Question

How do you evaluate sine, cosine, tangent of $\dfrac{-\pi }{6}$ without using a calculator?

Answer 1

We start solving the problem by making use of fact that $\pi$ radians = ${{180}^{\circ }}$ to convert $\dfrac{-\pi }{6}$ to degrees. We then find the value of $\sin \left( \dfrac{-\pi }{6} \right)$ by making use of facts that $\sin \left( -x \right)=-\sin x$ and $\sin \left( {{30}^{\circ }} \right)=\dfrac{1}{2}$. We then find the value of $\cos \left( \dfrac{-\pi }{6} \right)$ by making use of facts that $\cos \left( -x \right)=\cos x$ and $\cos \left( {{30}^{\circ }} \right)=\dfrac{\sqrt{3}}{2}$. We then find the value of $\tan \left( \dfrac{-\pi }{6} \right)$ by making use of the facts that $\tan \left( -x \right)=-\tan x$ and $\tan \left( {{30}^{\circ }} \right)=\dfrac{1}{\sqrt{3}}$.

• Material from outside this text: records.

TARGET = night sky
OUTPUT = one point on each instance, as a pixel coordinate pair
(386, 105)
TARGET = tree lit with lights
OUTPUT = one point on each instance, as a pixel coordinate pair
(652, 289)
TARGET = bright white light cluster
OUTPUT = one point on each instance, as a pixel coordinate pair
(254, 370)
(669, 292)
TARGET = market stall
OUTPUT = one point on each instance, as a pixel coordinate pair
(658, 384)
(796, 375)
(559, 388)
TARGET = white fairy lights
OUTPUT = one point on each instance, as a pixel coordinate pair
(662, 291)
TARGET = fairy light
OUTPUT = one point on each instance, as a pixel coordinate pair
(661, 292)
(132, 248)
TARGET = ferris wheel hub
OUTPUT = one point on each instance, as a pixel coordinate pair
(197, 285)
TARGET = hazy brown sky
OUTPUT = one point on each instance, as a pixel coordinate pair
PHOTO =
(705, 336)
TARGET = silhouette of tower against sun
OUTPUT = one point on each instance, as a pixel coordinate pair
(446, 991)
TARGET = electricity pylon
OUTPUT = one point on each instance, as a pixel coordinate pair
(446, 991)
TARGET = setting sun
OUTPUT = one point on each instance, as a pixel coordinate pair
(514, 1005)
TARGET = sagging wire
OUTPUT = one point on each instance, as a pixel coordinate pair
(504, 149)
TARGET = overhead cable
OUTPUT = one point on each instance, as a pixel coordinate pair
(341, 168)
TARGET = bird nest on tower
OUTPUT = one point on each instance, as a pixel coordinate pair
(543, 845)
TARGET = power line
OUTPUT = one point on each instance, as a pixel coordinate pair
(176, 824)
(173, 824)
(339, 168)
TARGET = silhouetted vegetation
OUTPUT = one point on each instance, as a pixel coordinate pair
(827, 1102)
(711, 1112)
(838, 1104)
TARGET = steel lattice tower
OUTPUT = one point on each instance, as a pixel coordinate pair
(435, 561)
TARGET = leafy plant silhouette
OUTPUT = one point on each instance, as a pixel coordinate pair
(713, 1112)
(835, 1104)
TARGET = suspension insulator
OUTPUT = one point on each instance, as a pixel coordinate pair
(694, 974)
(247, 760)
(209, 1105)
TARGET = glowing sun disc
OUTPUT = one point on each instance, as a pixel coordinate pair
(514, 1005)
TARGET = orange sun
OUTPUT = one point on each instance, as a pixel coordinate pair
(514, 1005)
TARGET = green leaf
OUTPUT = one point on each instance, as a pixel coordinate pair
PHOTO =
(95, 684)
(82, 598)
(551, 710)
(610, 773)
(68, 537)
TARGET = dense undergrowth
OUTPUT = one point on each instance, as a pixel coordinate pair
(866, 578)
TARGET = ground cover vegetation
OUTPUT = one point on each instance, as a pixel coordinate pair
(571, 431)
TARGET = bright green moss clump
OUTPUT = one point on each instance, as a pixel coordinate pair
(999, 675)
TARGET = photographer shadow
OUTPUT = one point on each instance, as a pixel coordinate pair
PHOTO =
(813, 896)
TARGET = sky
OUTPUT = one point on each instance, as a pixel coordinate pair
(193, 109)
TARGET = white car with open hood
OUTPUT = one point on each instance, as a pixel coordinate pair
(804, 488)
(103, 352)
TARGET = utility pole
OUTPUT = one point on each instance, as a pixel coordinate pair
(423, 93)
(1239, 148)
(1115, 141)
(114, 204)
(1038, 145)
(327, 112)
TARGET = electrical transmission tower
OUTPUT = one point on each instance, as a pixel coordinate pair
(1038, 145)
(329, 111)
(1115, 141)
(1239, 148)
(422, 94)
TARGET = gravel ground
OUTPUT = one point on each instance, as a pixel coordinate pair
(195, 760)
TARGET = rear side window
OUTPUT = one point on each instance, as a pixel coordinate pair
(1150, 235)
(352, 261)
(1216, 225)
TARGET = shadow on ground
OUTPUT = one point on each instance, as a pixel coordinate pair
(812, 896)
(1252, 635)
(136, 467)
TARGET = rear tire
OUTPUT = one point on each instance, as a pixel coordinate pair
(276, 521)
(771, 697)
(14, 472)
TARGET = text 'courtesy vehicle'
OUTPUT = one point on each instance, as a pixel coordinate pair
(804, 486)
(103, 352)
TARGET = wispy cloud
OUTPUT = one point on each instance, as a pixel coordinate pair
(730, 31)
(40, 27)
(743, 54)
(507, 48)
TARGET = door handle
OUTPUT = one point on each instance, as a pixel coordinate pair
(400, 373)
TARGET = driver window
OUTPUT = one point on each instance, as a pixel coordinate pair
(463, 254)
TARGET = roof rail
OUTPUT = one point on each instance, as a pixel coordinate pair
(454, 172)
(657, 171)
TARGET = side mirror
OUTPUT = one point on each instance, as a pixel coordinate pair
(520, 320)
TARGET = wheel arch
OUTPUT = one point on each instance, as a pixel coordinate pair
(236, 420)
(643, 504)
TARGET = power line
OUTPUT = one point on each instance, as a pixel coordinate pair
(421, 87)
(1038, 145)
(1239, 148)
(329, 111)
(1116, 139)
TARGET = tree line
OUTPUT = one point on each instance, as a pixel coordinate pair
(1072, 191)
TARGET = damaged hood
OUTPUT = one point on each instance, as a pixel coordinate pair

Complete step by step answer:
According to the problem, we are asked to find the value of sine, cosine, tangent of $\dfrac{-\pi }{6}$.
We know that $\pi$ radians = ${{180}^{\circ }}$. So, we get $\dfrac{-\pi }{6}=\dfrac{-{{180}^{\circ }}}{6}=-{{30}^{\circ }}$.
Now, let us find the value of $\sin \left( \dfrac{-\pi }{6} \right)$.
$\Rightarrow \sin \left( \dfrac{-\pi }{6} \right)=\sin \left( -{{30}^{\circ }} \right)$ ---(1).
We know that $\sin \left( -x \right)=-\sin x$. Let us use this result in equation (1).
$\Rightarrow \sin \left( \dfrac{-\pi }{6} \right)=-\sin \left( {{30}^{\circ }} \right)$ ---(2).
We know that $\sin \left( {{30}^{\circ }} \right)=\dfrac{1}{2}$. Let us use this result in equation (2).
$\Rightarrow \sin \left( \dfrac{-\pi }{6} \right)=\dfrac{-1}{2}$.
Now, let us find the value of $\cos \left( \dfrac{-\pi }{6} \right)$.
$\Rightarrow \cos \left( \dfrac{-\pi }{6} \right)=\cos \left( -{{30}^{\circ }} \right)$ ---(3).
We know that $\cos \left( -x \right)=\cos x$. Let us use this result in equation (3).
$\Rightarrow \cos \left( \dfrac{-\pi }{6} \right)=\cos \left( {{30}^{\circ }} \right)$ ---(4).
We know that $\cos \left( {{30}^{\circ }} \right)=\dfrac{\sqrt{3}}{2}$. Let us use this result in equation (3).
$\Rightarrow \cos \left( \dfrac{-\pi }{6} \right)=\dfrac{\sqrt{3}}{2}$.
Now, let us find the value of $\tan \left( \dfrac{-\pi }{6} \right)$.
$\Rightarrow \tan \left( \dfrac{-\pi }{6} \right)=\tan \left( -{{30}^{\circ }} \right)$ ---(5).
We know that $\tan \left( -x \right)=-\tan x$. Let us use this result in equation (5).
$\Rightarrow \tan \left( \dfrac{-\pi }{6} \right)=-\tan \left( {{30}^{\circ }} \right)$ ---(6).
We know that $\tan \left( {{30}^{\circ }} \right)=\dfrac{1}{\sqrt{3}}$. Let us use this result in equation (6).
$\Rightarrow \tan \left( \dfrac{-\pi }{6} \right)=\dfrac{-1}{\sqrt{3}}$.
$\therefore$ The values of sine, cosine, tangent of $\dfrac{-\pi }{6}$ are $\dfrac{-1}{2}$, $\dfrac{\sqrt{3}}{2}$, $\dfrac{1}{\sqrt{3}}$.

Note:
Whenever we get this type of problem, we first convert the radians to degrees to make the process of solving the problem easier. We can also solve this problem by making use of the facts that $\cos \theta =\sqrt{1-{{\sin }^{2}}\theta }$ and $\tan \theta =\dfrac{\sin \theta }{\cos \theta }$ to find the values of $\cos \left( \dfrac{-\pi }{6} \right)$, $\tan \left( \dfrac{-\pi }{6} \right)$. We can also find the value of secant, cosecant and cotangent of $\dfrac{-\pi }{6}$ using the obtained angles. Similarly, we can expect problems to find the values of sine, cosine, tangent of $\dfrac{-\pi }{3}$.